Prabowo, Part 2: "I was the Americans’ fair-haired boy." The Nationalist General and the United States

By Allan Nairn

When we met in Jakarta on June 21 and July 2, 2001 General Prabowo spoke at length about his work with and for the United States.

Prabowo told me "I was the American’s fair-haired boy."

He said he had been "very good friends" with US intelligence, reporting to them "maybe weekly or more," had served as a go-between to convey US messages to Suharto, and had even gone so far as to help bring US troops into Indonesia for exercises the Pentagon used to prepare its’ "contingency plan for entry to Indonesia," i.e. "the invasion contingency."

But at the time we spoke Prabowo had recently been denied a US visa.

His sense of grievance about this was palpable.

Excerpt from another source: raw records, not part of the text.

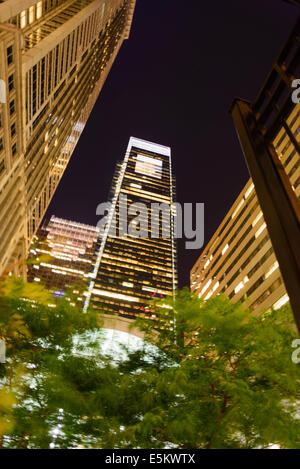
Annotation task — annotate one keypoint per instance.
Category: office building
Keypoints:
(54, 58)
(131, 269)
(63, 252)
(239, 260)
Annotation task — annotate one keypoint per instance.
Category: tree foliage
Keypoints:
(217, 377)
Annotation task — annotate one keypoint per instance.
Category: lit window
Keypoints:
(206, 287)
(239, 287)
(225, 249)
(257, 219)
(238, 208)
(148, 166)
(31, 14)
(260, 230)
(249, 191)
(39, 10)
(283, 300)
(10, 55)
(23, 19)
(272, 269)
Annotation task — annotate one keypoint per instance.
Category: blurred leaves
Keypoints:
(215, 376)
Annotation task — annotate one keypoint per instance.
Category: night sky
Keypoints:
(173, 83)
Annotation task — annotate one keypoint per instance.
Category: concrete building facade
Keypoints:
(239, 260)
(54, 58)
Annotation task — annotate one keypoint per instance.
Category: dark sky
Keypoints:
(173, 83)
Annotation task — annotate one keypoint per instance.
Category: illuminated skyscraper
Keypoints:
(54, 58)
(64, 250)
(129, 270)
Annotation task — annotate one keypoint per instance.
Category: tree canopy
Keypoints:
(217, 377)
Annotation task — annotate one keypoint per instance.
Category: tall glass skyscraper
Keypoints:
(132, 268)
(54, 58)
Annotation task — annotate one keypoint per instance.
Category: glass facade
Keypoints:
(131, 269)
(55, 56)
(63, 251)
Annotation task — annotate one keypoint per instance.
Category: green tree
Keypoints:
(215, 377)
(223, 378)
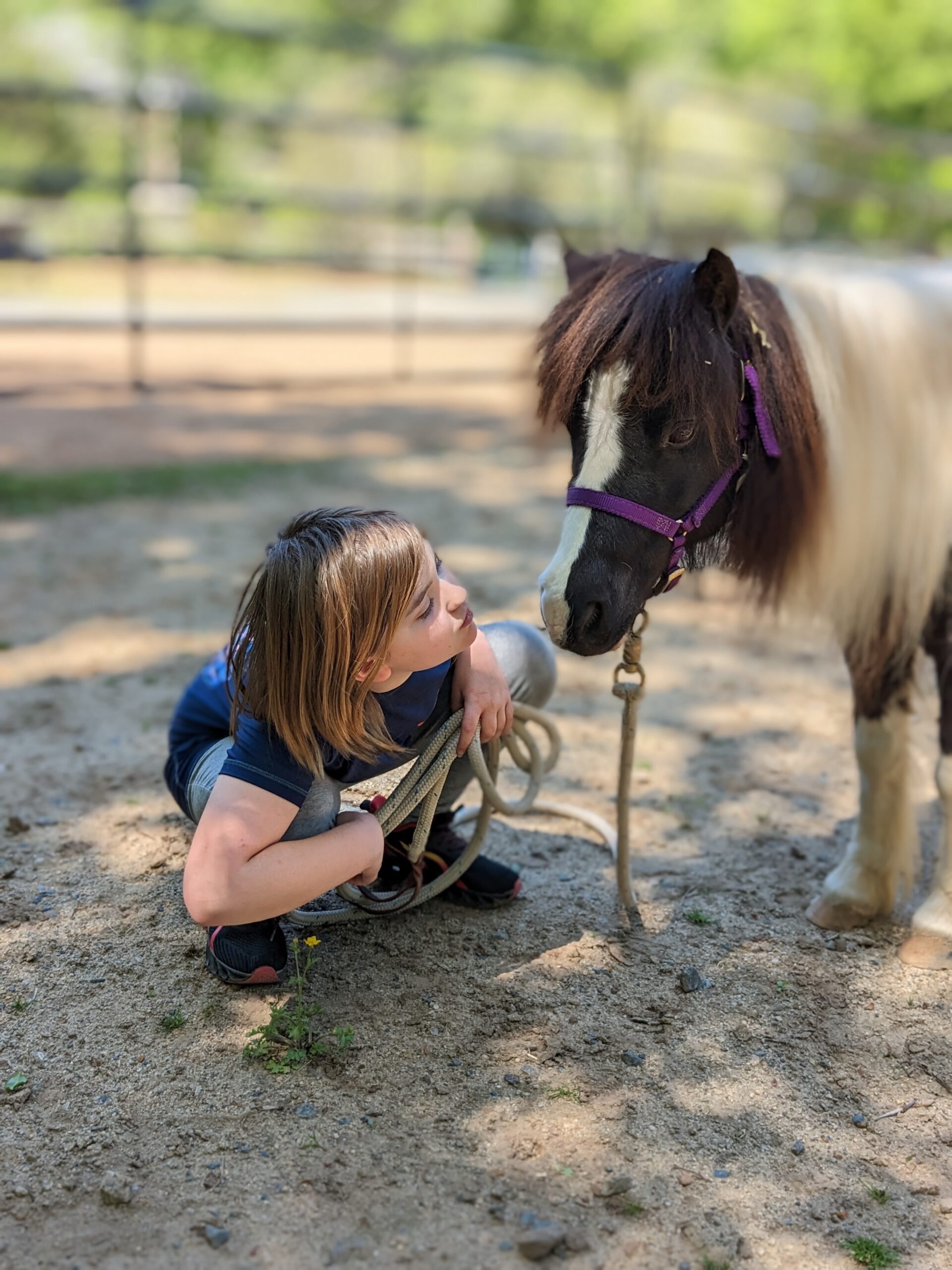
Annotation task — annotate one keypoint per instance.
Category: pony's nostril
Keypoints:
(591, 616)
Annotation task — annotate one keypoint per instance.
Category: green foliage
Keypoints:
(565, 1091)
(871, 1254)
(28, 493)
(290, 1039)
(697, 917)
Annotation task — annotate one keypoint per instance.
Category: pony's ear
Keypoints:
(578, 264)
(717, 287)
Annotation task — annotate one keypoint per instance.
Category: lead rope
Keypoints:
(422, 786)
(630, 694)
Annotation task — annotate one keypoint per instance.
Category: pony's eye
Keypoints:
(682, 435)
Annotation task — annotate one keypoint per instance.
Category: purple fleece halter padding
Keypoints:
(677, 531)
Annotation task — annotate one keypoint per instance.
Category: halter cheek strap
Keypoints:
(677, 531)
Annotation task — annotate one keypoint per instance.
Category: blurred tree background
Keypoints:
(451, 137)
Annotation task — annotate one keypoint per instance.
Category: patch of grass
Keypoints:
(289, 1039)
(699, 917)
(871, 1254)
(564, 1091)
(28, 493)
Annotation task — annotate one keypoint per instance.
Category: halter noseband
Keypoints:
(677, 531)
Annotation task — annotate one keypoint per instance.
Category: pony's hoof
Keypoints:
(927, 952)
(831, 916)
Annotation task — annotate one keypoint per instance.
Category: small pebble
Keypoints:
(216, 1235)
(634, 1060)
(540, 1240)
(692, 981)
(616, 1187)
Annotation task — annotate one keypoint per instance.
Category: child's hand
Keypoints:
(481, 690)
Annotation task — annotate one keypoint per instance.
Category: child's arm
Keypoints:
(481, 690)
(239, 870)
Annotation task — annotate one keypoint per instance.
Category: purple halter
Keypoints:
(677, 531)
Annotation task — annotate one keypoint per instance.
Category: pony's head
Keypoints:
(640, 364)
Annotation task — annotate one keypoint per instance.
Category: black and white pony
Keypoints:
(799, 434)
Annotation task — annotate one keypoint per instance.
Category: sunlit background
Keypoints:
(381, 189)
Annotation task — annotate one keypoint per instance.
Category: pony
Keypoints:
(797, 432)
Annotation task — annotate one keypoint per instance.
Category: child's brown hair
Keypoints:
(314, 627)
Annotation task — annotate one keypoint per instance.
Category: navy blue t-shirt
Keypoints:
(203, 717)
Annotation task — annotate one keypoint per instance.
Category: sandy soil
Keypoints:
(486, 1089)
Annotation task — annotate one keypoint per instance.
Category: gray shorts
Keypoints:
(526, 658)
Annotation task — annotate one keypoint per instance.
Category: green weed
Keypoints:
(27, 493)
(697, 917)
(871, 1254)
(564, 1091)
(289, 1039)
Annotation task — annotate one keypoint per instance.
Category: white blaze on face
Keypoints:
(602, 457)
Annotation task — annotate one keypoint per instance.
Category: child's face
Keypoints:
(437, 627)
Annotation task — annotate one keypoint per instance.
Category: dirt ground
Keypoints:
(488, 1089)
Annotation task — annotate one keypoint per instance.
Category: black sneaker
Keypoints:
(257, 953)
(485, 885)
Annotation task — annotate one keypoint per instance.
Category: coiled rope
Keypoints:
(423, 784)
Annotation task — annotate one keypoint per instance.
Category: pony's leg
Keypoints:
(931, 943)
(884, 849)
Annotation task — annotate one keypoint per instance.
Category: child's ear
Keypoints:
(382, 675)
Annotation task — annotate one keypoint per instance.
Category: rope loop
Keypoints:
(419, 793)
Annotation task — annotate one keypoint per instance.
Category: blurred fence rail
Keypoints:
(447, 166)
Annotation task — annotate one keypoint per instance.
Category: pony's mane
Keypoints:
(643, 312)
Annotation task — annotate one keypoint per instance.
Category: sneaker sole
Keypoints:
(237, 978)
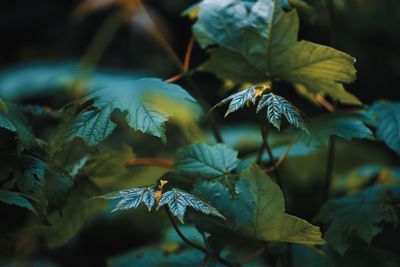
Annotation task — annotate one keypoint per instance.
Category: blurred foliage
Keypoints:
(100, 96)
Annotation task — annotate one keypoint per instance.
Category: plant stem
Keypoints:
(329, 169)
(264, 135)
(184, 69)
(192, 244)
(332, 141)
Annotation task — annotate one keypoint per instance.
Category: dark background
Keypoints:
(46, 31)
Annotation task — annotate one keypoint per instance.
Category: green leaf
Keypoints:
(387, 122)
(108, 165)
(320, 69)
(13, 120)
(160, 256)
(178, 200)
(3, 106)
(17, 199)
(204, 161)
(58, 186)
(344, 125)
(131, 198)
(42, 78)
(257, 42)
(142, 100)
(34, 177)
(240, 99)
(31, 175)
(277, 106)
(76, 211)
(359, 215)
(258, 209)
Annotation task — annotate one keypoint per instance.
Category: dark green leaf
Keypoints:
(344, 125)
(204, 161)
(142, 100)
(360, 215)
(278, 106)
(76, 211)
(13, 120)
(131, 198)
(31, 175)
(37, 79)
(158, 256)
(15, 198)
(106, 166)
(258, 42)
(178, 200)
(387, 122)
(58, 186)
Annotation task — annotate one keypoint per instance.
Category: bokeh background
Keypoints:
(44, 40)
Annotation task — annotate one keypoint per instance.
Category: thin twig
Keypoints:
(192, 244)
(100, 42)
(174, 78)
(160, 37)
(332, 141)
(329, 169)
(163, 163)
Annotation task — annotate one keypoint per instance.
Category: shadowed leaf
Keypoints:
(177, 201)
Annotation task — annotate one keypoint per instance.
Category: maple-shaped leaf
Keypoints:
(256, 41)
(258, 209)
(131, 198)
(278, 106)
(206, 161)
(177, 201)
(148, 103)
(238, 100)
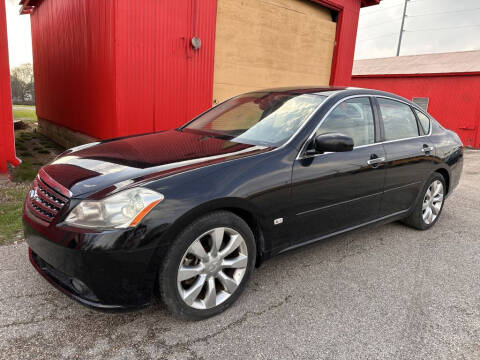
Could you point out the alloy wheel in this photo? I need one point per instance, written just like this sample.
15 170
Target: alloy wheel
212 268
432 202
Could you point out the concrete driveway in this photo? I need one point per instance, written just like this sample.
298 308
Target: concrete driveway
389 292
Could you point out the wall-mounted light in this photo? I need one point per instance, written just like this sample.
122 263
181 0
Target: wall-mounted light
196 43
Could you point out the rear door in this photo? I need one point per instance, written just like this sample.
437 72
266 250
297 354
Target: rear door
409 155
336 191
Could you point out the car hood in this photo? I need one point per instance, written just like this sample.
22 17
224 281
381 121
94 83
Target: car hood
99 169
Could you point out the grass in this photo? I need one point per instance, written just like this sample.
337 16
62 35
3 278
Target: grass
35 150
24 114
11 203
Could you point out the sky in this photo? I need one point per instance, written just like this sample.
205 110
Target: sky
19 35
431 26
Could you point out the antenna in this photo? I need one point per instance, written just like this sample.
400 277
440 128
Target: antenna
401 28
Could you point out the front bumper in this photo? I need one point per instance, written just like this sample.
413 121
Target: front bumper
114 279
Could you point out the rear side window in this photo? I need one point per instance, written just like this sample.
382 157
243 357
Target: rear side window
399 121
353 118
424 121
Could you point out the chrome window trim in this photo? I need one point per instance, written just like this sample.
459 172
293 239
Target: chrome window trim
416 108
299 155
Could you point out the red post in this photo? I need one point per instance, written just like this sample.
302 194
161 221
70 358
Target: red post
7 139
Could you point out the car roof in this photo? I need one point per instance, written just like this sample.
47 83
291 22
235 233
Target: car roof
338 91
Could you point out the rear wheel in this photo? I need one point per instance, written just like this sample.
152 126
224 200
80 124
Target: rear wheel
207 266
428 209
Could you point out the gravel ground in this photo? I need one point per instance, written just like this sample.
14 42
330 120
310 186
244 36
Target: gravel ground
388 292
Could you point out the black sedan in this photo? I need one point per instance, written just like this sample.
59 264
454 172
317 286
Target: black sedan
188 213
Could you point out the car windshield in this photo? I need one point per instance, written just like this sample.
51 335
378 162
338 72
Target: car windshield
260 118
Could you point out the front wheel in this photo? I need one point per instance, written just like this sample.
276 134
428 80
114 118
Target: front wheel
208 265
428 209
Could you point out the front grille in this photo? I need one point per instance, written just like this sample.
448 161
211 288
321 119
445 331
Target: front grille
44 202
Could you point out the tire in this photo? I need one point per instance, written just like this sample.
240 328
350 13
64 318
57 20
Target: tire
418 219
186 268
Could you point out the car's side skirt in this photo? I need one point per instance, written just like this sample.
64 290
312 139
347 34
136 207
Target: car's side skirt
385 219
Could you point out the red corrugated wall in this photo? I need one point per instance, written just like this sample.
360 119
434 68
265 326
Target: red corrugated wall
454 99
119 67
73 52
7 139
161 81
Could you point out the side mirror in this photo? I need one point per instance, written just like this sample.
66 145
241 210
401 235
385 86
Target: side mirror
332 142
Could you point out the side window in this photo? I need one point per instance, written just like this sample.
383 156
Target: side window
353 118
424 121
399 121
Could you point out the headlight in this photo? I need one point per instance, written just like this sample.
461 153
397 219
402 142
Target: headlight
121 210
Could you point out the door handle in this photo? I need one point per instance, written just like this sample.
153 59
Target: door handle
376 161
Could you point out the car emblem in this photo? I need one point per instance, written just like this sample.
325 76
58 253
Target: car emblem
33 194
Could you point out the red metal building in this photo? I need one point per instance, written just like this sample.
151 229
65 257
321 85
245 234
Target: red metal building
118 67
447 85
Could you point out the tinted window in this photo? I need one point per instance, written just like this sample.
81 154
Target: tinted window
259 118
424 121
354 118
398 120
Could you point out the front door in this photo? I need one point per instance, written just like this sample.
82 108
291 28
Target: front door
336 191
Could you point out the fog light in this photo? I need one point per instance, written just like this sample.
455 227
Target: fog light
80 287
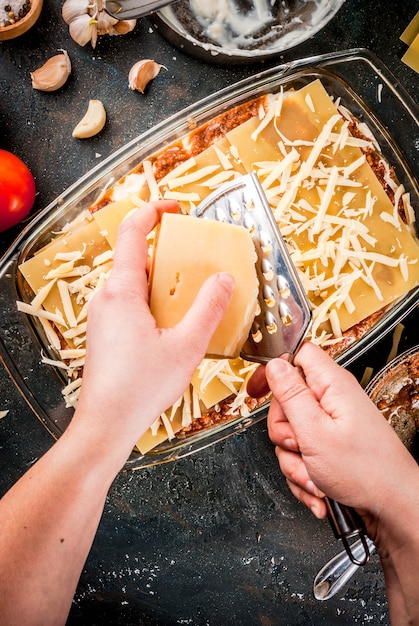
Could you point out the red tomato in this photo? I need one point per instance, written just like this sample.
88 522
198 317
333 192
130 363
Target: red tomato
17 190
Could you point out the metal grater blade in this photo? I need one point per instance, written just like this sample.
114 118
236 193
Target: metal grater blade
284 312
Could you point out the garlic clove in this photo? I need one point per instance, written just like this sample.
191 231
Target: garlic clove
93 121
105 23
74 8
83 29
123 27
53 74
142 73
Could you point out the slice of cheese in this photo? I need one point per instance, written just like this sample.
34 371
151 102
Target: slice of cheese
84 245
411 30
110 217
188 251
411 56
309 204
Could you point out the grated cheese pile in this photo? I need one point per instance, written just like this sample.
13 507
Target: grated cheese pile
354 253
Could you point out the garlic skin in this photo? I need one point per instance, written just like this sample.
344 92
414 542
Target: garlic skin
53 74
92 122
88 20
142 73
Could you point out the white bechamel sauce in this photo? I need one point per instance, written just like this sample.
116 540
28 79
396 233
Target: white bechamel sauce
224 23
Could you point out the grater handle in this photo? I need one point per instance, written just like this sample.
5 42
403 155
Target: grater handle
347 524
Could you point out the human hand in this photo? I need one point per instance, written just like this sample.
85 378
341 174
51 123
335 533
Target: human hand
331 439
134 371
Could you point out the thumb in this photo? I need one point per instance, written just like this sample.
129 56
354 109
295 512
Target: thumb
297 401
202 319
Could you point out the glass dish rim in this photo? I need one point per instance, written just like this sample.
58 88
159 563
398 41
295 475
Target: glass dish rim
262 81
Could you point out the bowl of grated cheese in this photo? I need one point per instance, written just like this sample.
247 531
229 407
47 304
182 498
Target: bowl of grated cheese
17 17
248 125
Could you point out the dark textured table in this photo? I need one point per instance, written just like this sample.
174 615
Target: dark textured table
214 539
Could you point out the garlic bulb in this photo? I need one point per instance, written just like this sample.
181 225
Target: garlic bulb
142 73
73 8
83 29
53 74
87 20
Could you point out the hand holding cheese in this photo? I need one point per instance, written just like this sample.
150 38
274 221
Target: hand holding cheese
188 251
150 367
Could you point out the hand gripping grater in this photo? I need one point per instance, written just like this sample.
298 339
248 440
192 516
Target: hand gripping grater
284 314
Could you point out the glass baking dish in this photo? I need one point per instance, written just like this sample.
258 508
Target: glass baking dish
364 85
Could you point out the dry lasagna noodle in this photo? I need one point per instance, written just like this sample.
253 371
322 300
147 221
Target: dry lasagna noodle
347 223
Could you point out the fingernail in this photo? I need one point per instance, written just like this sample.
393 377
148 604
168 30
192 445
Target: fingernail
315 509
311 488
290 444
276 368
227 280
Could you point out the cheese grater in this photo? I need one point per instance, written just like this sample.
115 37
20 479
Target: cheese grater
284 313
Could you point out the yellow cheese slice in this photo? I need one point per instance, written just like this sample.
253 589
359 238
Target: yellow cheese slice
110 217
307 198
411 56
207 171
87 243
411 30
188 251
151 439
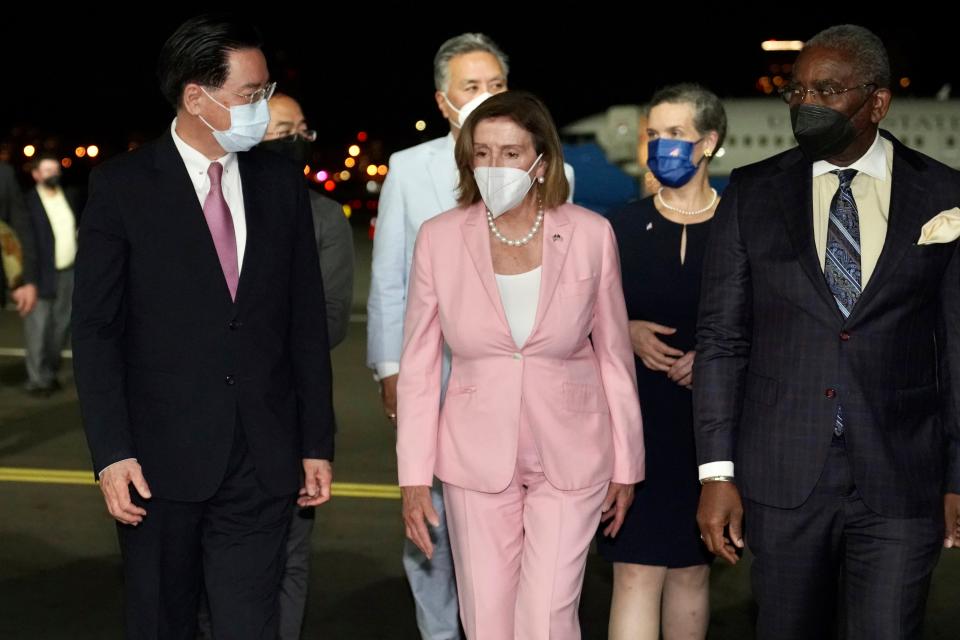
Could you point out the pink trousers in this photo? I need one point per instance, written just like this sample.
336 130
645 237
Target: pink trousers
520 554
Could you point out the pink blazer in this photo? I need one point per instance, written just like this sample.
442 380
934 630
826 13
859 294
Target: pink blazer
578 398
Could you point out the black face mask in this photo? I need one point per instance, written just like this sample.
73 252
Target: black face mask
293 147
822 132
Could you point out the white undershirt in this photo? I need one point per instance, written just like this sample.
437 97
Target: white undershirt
519 294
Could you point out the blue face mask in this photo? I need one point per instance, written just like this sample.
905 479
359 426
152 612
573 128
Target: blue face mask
671 161
248 124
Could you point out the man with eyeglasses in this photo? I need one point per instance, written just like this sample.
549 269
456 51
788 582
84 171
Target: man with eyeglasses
828 349
289 136
200 346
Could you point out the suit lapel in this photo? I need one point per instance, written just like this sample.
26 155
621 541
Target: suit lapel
908 201
557 236
254 211
444 176
176 190
477 239
794 188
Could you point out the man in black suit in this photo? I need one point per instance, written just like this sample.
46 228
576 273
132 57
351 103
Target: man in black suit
52 210
201 347
827 357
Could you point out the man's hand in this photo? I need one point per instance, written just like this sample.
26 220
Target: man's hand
388 394
115 481
615 505
317 481
951 513
682 370
417 512
656 355
720 507
25 297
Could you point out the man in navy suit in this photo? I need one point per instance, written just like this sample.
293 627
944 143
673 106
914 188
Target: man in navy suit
201 348
827 361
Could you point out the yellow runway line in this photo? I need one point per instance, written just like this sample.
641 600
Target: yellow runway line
70 477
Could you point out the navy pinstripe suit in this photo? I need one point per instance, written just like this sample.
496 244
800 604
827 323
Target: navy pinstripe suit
775 357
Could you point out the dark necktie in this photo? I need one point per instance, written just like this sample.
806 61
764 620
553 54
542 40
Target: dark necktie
842 265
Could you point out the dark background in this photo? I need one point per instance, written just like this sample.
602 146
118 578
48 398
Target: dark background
87 76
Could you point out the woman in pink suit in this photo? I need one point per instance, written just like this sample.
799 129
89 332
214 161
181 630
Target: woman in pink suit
539 435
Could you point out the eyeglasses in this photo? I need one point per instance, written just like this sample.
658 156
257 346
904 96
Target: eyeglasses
795 92
307 134
260 94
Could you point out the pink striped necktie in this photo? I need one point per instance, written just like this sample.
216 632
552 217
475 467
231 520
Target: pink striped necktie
217 213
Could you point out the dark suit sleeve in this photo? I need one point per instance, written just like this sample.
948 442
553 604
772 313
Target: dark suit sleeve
723 334
948 337
309 344
98 325
16 215
335 245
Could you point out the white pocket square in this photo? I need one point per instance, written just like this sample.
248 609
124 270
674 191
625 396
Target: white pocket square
941 228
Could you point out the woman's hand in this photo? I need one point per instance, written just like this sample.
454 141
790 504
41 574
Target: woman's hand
417 512
682 370
615 505
655 355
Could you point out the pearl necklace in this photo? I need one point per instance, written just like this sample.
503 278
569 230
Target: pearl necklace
522 241
684 212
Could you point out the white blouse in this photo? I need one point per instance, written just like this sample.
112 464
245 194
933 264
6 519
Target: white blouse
519 294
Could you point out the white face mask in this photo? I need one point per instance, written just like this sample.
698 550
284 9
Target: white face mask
248 124
464 111
503 188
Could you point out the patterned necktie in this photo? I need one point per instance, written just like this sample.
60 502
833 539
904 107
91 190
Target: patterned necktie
842 265
217 213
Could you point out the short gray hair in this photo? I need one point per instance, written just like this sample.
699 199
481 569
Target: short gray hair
865 49
459 45
708 112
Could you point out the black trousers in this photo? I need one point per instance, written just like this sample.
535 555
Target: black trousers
834 568
234 542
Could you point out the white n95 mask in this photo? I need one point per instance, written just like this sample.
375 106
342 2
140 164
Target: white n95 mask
503 188
248 124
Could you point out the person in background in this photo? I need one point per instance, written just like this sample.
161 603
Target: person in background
660 565
13 213
421 183
289 135
53 217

It was easy to understand why.

Prabowo had served Washington through years of torture and massacre. The US had backed him warmly, with sponsorship, weapons, and public praise.

Prabowo was not just Indonesia’s single most intensively US-trained officer, but, so far as I can tell, he was Washington’s closest Indonesian armed forces protege ever. Much of Prabowo’s power came from the fact that he was Washington’s man as well as Suharto’s.

But the instant he lost an inter-army power struggle in 1998, the US had jilted Prabowo in favor of his most hated rival (Wiranto), and now they were piously criticizing him for crimes he had committed with US support, and, to top it off, had added the indignity of the visa denial.

When Prabowo — by way of complaint — went on to me about his years of loyal service to Washington, it was clear to me he was not boasting. He was simply stating the facts.